Performance Optimizations:

  • Feed Pre-fetching: Pre-fetch next page of feed in background while user scrolls through current page.
  • Lazy Loading: Load images as they enter viewport to reduce initial page load time and bandwidth usage.
  • Client-Side Caching: Cache feed data locally on device to reduce server load and enable offline viewing.
  • GraphQL: Use GraphQL to allow clients to request exactly the data they need, reducing over-fetching.

Machine Learning Applications:

  • Feed Ranking: Personalized feed ranking based on user preferences, engagement history, and content features.
  • Content Recommendations: Suggest accounts to follow based on social graph analysis and interest similarity.
  • Spam Detection: Identify and filter spam comments, fake accounts, and bot activity using behavior patterns.
  • Image Recognition: Auto-tagging of photos, content moderation, and accessibility features like alt text generation.

Database Optimization:

  • Indexing Strategy: Create appropriate indexes on frequently queried columns while balancing write performance.
  • Query Optimization: Use EXPLAIN plans to optimize slow queries, avoid N+1 query problems.
  • Connection Pooling: Manage database connections efficiently to handle high concurrency.
  • Data Archival: Move old inactive data to cheaper cold storage to reduce active database size.

Cost Optimization:

  • Storage Tiering: Move infrequently accessed media to cheaper storage tiers automatically.
  • CDN Optimization: Optimize cache hit rates to reduce origin server load and bandwidth costs.
  • Reserved Capacity: Use reserved instances for predictable baseline load, spot instances for batch processing.
  • Compression: Compress data in transit and at rest to reduce bandwidth and storage costs.

Designing Instagram is a fascinating challenge that combines social networking, content delivery, real-time systems, and machine learning.

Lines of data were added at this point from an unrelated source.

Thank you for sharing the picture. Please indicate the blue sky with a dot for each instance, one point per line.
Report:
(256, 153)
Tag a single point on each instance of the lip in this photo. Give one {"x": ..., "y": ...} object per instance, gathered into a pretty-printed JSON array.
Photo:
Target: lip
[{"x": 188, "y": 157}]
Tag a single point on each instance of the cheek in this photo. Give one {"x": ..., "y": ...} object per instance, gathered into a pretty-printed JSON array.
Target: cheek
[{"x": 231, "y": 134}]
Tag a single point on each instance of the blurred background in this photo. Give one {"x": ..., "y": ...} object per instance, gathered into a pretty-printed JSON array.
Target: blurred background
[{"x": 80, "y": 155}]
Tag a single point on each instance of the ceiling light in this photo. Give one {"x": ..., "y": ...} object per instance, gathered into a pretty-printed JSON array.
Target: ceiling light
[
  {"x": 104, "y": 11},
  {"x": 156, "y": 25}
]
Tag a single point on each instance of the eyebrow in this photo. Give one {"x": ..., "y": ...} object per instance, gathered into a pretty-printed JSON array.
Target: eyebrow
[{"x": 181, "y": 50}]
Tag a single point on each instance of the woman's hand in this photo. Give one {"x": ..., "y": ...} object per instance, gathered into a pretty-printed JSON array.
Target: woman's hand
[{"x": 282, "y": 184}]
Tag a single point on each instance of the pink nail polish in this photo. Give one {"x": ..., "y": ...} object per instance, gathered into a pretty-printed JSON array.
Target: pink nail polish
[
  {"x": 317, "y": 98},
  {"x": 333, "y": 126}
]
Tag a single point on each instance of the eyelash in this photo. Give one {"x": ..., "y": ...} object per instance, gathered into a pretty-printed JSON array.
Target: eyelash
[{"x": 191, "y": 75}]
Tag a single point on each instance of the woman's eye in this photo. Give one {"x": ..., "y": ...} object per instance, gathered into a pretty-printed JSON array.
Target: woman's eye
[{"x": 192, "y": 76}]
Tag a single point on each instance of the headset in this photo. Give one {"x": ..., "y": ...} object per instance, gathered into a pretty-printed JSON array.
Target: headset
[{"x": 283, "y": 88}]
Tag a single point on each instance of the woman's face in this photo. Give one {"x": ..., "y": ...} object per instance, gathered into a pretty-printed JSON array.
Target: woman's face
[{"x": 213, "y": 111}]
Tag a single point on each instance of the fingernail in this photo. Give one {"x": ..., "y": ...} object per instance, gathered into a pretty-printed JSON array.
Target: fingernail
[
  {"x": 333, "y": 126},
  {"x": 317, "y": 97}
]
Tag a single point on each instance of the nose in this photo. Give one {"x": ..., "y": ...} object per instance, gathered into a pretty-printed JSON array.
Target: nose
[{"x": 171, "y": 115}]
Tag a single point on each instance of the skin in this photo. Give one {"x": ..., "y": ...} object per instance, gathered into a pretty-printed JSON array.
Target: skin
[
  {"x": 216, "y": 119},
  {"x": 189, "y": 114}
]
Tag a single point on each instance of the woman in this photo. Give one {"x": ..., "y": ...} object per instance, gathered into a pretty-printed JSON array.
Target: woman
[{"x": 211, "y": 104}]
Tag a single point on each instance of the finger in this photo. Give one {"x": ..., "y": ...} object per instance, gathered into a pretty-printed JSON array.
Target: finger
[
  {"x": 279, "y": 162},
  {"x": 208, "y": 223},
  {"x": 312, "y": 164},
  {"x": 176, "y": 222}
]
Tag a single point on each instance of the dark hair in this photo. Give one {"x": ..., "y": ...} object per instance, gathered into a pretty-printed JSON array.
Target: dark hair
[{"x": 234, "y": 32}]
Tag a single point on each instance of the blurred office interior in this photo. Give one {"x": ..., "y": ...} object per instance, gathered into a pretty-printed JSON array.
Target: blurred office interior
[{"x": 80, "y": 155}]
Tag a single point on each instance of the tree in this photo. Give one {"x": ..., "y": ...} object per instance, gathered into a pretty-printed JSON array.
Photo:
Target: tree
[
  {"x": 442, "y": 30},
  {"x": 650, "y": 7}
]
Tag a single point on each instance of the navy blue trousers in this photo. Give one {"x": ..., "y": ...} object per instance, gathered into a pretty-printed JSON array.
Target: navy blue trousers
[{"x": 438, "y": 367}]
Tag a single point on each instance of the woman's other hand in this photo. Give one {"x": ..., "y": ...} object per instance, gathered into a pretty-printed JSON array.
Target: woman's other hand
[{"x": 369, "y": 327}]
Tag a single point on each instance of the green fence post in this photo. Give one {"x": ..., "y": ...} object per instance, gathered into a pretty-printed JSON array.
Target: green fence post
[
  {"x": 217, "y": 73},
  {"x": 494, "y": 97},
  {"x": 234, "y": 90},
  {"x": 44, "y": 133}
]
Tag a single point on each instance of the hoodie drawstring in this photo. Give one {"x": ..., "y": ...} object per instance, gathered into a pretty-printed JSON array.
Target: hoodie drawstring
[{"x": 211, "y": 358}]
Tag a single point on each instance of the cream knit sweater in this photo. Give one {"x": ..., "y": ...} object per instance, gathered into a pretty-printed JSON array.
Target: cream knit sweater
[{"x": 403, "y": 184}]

The key is to start with core functionality, understand the scaling challenges early, and iteratively optimize based on actual usage patterns and bottlenecks.


Summary

This comprehensive guide covered the design of a photo and video sharing platform like Instagram, including:

  1. Core Functionality: Media upload and storage, feed generation, engagement features (likes and comments), stories with 24-hour expiration.
  2. Key Challenges: Feed generation at scale, celebrity problem, global content delivery, real-time features, data consistency.
  3. Solutions: Hybrid fan-out strategy, multi-tier storage with CDN, database sharding, Redis caching, event-driven architecture, TTL-based expiration.
  4. Scalability: Horizontal scaling, multi-region deployment, async processing, ML-powered ranking.

The design demonstrates how to build a highly scalable social media platform that handles billions of users, maintains low latency, and provides a delightful user experience globally.